Alice Springs, Australia


“One should perhaps visualise the Songlines as a spaghetti of Iliads and Odysseys … in which every ‘episode’ was readable in terms of geology.”
—Bruce Chatwin, ‘The Songlines’, 1987


There is a well-worn path for poets

where every Google-mapped destination

holds an aesthetic scribbling,

revisiting lost love or lamenting urban indifference.


Centrifuges of literary movement,

impatient with yearning for dynamic innovation,

capture ink at instants of zenith or nadir.


This place, though, breathes a different sentient fire.

Here, the stories form in earth or rare drops of water.

Here, the poem is already written.


The muse springs round Alice, and Alice springs.


Many for whom the land speaks lyrics in their mother tongue

now hunt on the colonial road, hawk carvings in eucalyptus

or ochre-painted bark, whose symbols mean as little to tourists

as the hieroglyphs inside an ancient pyramid.


But the old red rock will not be silenced.


Histories, tragedies, comedies carved by and deep in the terrain

echo sunlight, loudly visible, comprehensible but to a chosen few,

until the dusk cross-fades to a soundtrack of drum and didgeridoo,

leaving the land to hum its mournful night-time dreaming.


The vibrant earth questions me about my ancestors;

wild parrots perch like notes on a telegraph stave

breezily whistling my tales, which the goannas already knew.


Daybreak brings the dance of clouds and the ballad of sand.

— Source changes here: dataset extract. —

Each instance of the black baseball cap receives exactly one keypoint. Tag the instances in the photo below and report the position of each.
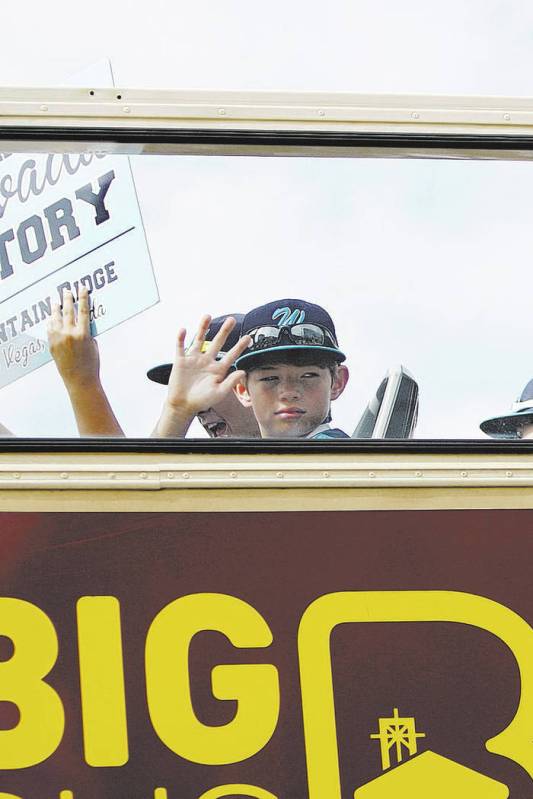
(161, 374)
(285, 325)
(508, 425)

Departing in the warm embrace of dawn, I wonder

if the young pod forming on an acacia branch will grow to notate,

for those who can sing, a fleeting aside on my passing through.



The cut flower’s lament

I’m beautiful,

you say,

as I die dismembered


in an agonizing

spectral bouquet,


blooms bursting

post-mortem.


I am cut.

I am slain.


I am forced

to give pleasure


to rapists with secateurs

who waterboard my foliage

in saturated foam.


Rootless, I wilt

in the hot sun of torture,


man-handled,

sniffed at,


waiting, just waiting

for my colors

to fade


in time

with her obituary.



Rhyme scene

“As most poetry practitioners in this day and age, we find rhymed poetry to be a thing of the past.”
—The Inflectionist Review, 2015


Our thesaurus lies indecent, face down still,

spine bent, splayed at the tear-stained lines you cried


in desperate explanation. I reach in guilty

shattered silence for filthy fingercourse


with salty specks of disembodied

DNA. Before divorce, your word rounds


had spat fire at me in deadly rhymes, fractured

semi-automatic iambs. Now I recoil


at spent lexical casings echoing

the air’s confession. I taste the Conan Doyle


vignette with a tone-deaf tongue, and retch the dueling

interrogatives you flung into our swear jar


between Eliots, George and T.S., on your bookshelf,

where our abandoned dual-accreditation


doggerel awaits forensics.

Bruce Marsland is the author and editor of several works on language teaching, most notably Lessons from Nothing, published by Cambridge University Press. Born and raised in the United Kingdom, he has also worked in Finland and Bulgaria. He currently lives in Portland, Oregon, working as an editor and writer. He was winner of the Sentinel Literary Quarterly poetry competition in February 2016 and a runner-up in the Prole Laureate poetry competition in 2018.